Berlin: Germany denied it was considering a possible breakup of carmaker Opel ahead of a crucial final round of meetings on Tuesday between the government and top executives from Italian suitor Fiat.
Fiat chief executive Sergio Marchionne was due to meet Chancellor Angela Merkel on Tuesday morning to try to address Berlin’s concerns about his bid for Opel, the Ruesselsheim-based unit of US carmaker General Motors.
Fiat vice chairman John Elkann was also in the German capital and due to meet economy minister Karl Theodor zu Guttenberg.
Guttenberg’s ministry denied a report in German daily Bild that he had evoked the possibility of an Opel liquidation in an internal paper after deciding that none of the three offers for the carmaker was economically sustainable.
In addition to Fiat, Canadian car parts group Magna and Belgium-listed industrial holding RHJ International have also submitted offers for Opel.
“There is no such economy ministry document,” a ministry spokesman said.
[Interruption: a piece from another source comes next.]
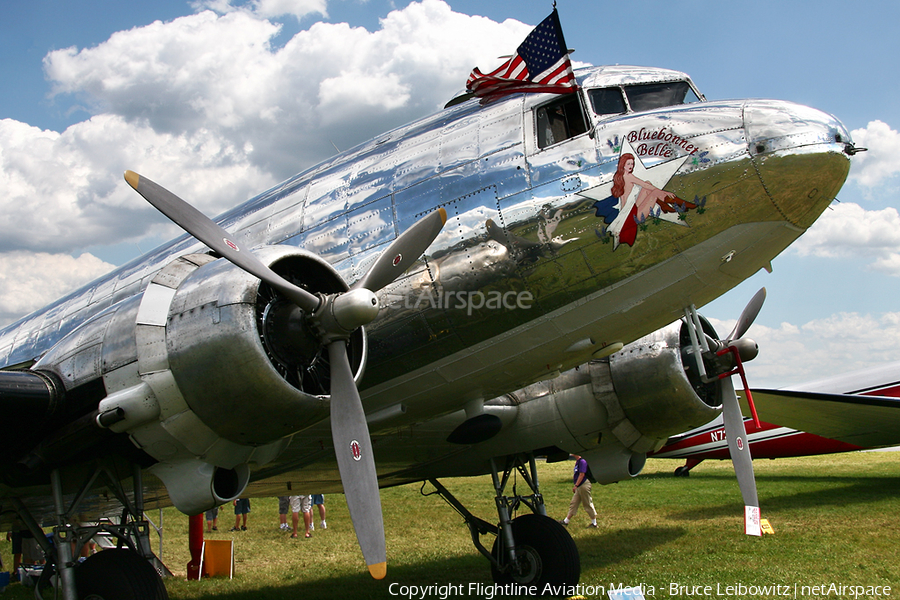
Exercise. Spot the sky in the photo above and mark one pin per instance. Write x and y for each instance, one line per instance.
(220, 99)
The document in question was provided by an external consulting firm and did not reflect Guttenberg’s view, the spokesman added.
The German government has made clear that GM will have the final word on who buys Opel, but Berlin will play a crucial role in that decision because it is being asked to cough up billions of euros worth of loan guarantees as part of any deal.
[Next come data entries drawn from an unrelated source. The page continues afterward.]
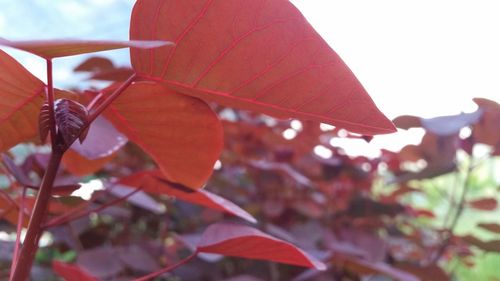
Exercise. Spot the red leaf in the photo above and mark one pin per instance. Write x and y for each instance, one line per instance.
(71, 272)
(102, 140)
(49, 49)
(486, 131)
(246, 242)
(16, 172)
(21, 96)
(364, 267)
(95, 64)
(154, 182)
(257, 55)
(484, 204)
(181, 133)
(492, 227)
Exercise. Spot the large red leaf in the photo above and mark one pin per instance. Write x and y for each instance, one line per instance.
(246, 242)
(153, 182)
(21, 97)
(71, 272)
(61, 48)
(181, 133)
(259, 55)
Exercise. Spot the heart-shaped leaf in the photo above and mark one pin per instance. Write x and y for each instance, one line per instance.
(154, 182)
(246, 242)
(258, 55)
(49, 49)
(182, 134)
(102, 140)
(21, 96)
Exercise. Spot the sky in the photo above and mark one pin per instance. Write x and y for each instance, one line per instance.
(426, 58)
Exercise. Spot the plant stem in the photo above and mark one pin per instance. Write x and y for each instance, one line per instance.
(167, 269)
(460, 208)
(20, 220)
(34, 231)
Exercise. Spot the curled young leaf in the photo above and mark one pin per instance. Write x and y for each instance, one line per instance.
(71, 119)
(44, 122)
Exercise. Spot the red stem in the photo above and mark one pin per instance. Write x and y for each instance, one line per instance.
(167, 269)
(34, 231)
(67, 218)
(20, 220)
(101, 107)
(50, 101)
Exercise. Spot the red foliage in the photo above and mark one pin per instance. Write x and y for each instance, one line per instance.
(257, 55)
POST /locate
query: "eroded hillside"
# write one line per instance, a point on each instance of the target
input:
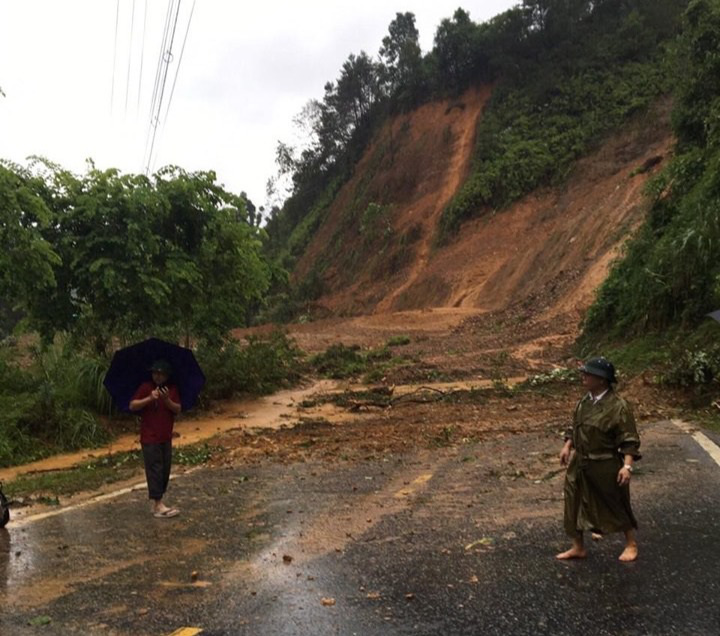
(376, 249)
Opel has 25,000 workers at four plants in Germany and the carmaker’s fate has become a politically charged topic of debate in Berlin ahead of a federal election on 27 September.
Merkel said on Monday that pressure to choose a preferred bidder was building ahead of a 1 June restructuring deadline for GM set by the US government, which could lead to a Chapter 11 bankruptcy filing by the Detroit-based carmaker.
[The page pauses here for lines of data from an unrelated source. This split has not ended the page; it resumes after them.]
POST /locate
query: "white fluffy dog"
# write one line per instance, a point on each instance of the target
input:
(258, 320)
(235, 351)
Merkel is due to host a top-level meeting on Wednesday evening where the German government is expected to settle on a preferred bidder.
Last week top ministers said the Magna bid, which is backed by Russian investors, looked to be the best of the three.
But since then, all three of the bidders have improved their offers, the government said, leaving a down-to-the-wire race for control of Opel, a group that traces its roots in Germany back to the 19th century.
Magna and RHJ are expected to present their plans to Opel’s European labour representatives at the carmaker’s headquarters in Ruesselsheim later on Tuesday.
Magna has said that under its plan, Opel’s employees would receive a 10% equity stake in the company, and sources familiar with the matter have said that RHJ has a similar proposal.